Au Gabon comme ailleurs, les années 1990 sont les années Jordan, celles de la Dream Team. « Le basket était très médiatisé et tous les garçons de ma cité s’y sont mis, se souvient-elle. Un coach m’a dit que j’avais des attitudes et des aptitudes de basketteuse… » Bientôt, le simple intérêt va devenir passion. « Je n’aspirais pas à devenir professionnelle. Pour moi, c’était un jeu et ça le reste encore. Je prends toujours énormément de plaisir à jouer ! » Elle pratique d’abord au sein du club du collège Raponda-Walker, puis pour le club de Mba Bekelé et enfin pour le Club de la balle orange (CBO).
« Je n’aspirais pas à devenir professionnelle. Pour moi, c’était un jeu
et ça le reste encore », déclare l’athlète. © Camille Millerand pour J.A.

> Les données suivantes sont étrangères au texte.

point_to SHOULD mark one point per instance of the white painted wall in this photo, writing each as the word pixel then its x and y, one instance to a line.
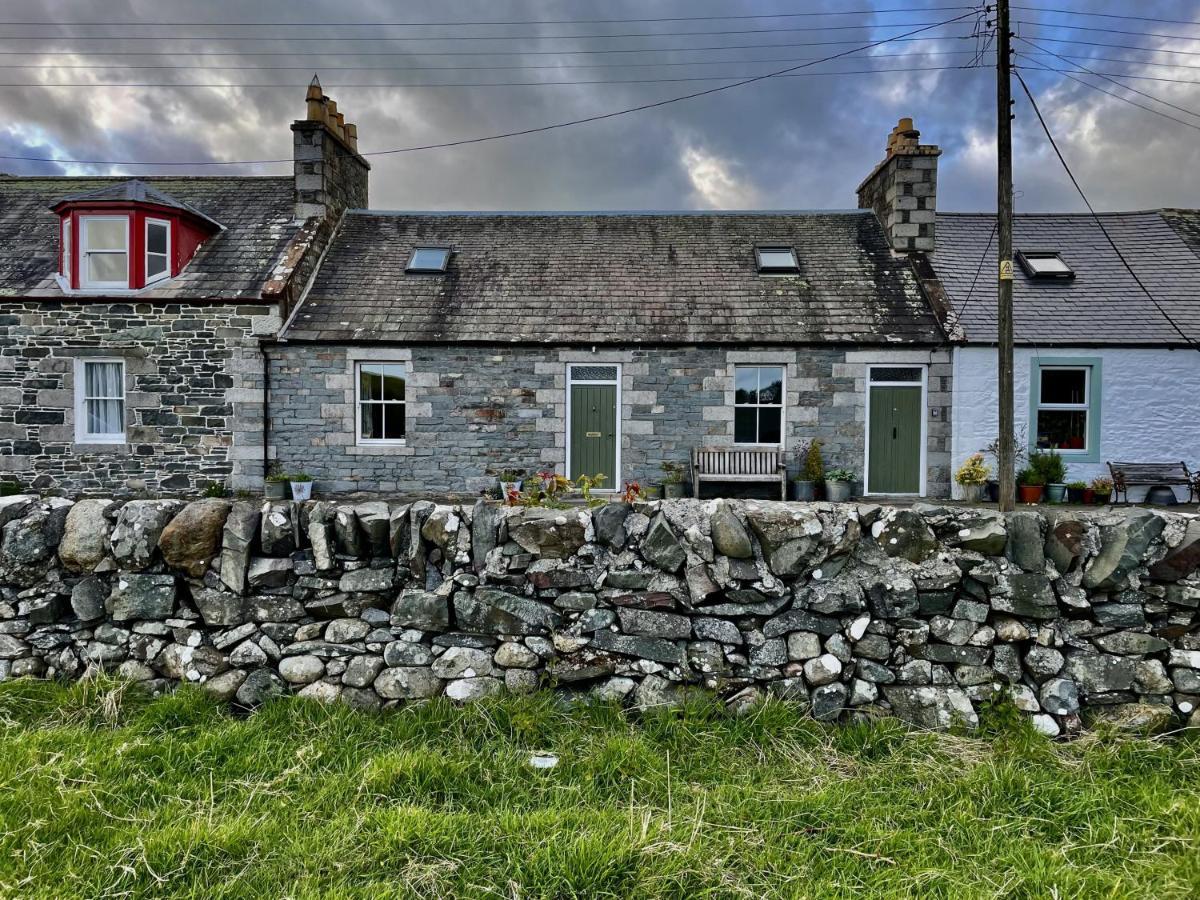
pixel 1150 406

Mais à l’âge de 18 ans, elle est envoyée par ses parents faire des études en Europe, du côté de Besançon. « Ça s’est bien passé, j’ai retrouvé des amis et de la famille, ce n’est pas comme si j’avais quitté le Gabon directement. » Elle continue sur sa lancée et joue en Nationale 1 au Besançon Basket Club. L’année de ses 19 ans, sa meilleure amie lui demande de l’accompagner à Londres et, malgré les réticences initiales de ses parents, elle traverse la Manche pour entamer des études d’analyste programmeur qu’elle ne terminera pas. Elle donne naissance à un garçon en 2000 et continue de fréquenter les terrains, pour le plaisir. Bien entendu, elle se fait remarquer et finit par intégrer le London Sting, puis les Rhondda Rebels. C’est d’affronter « l’une des meilleures joueuses françaises », Cathy Melain, qui lui offrira son billet retour pour la France. D’abord au RC Strasbourg, puis à Villeneuve-d’Ascq (ESBA). L’équipe est alors emmenée par le coach sénégalais Abdou Ndiaye. « L’alchimie s’est faite, et Abdou Ndiaye est devenu mon mentor. » Pour le double champion d’Afrique, « Géraldine est une joueuse dynamique, courageuse, énergique, qui a le sens du rebond. C’est aussi une personne au grand coeur qui a toujours l’esprit d’équipe et cherche sans cesse à cimenter les relations entre ses coéquipiers ».
Après un détour par l’Italie et la Pologne, elle évolue aujourd’hui à Montpellier. Mais, à 33 ans, elle prépare déjà son « après-basket ». Ce sera au Gabon, et dans l’action sociale bénévole auprès des jeunes, avec son association Yemaly, créée en 2011, parce que « le basket c’est bien, mais l’école c’est encore mieux ». Inutile de l’emmener sur un autre terrain, elle ne parlera pas politique. Ou très peu. « Je suis apolitique ! se récrie-t-elle lorsqu’on lui demande son point de vue. Je sais ce que fait le président pour le sport. Les choses sont en train de bouger, et j’espère qu’il va continuer, même si le chantier est long… » L’équipe de France n’a pas voulu d’elle ? Tant pis. Peut-être que le basketball féminin gabonais aura, lui, besoin des 184 centimètres de cette « grande dame », comme le dit Abdou Ndiaye.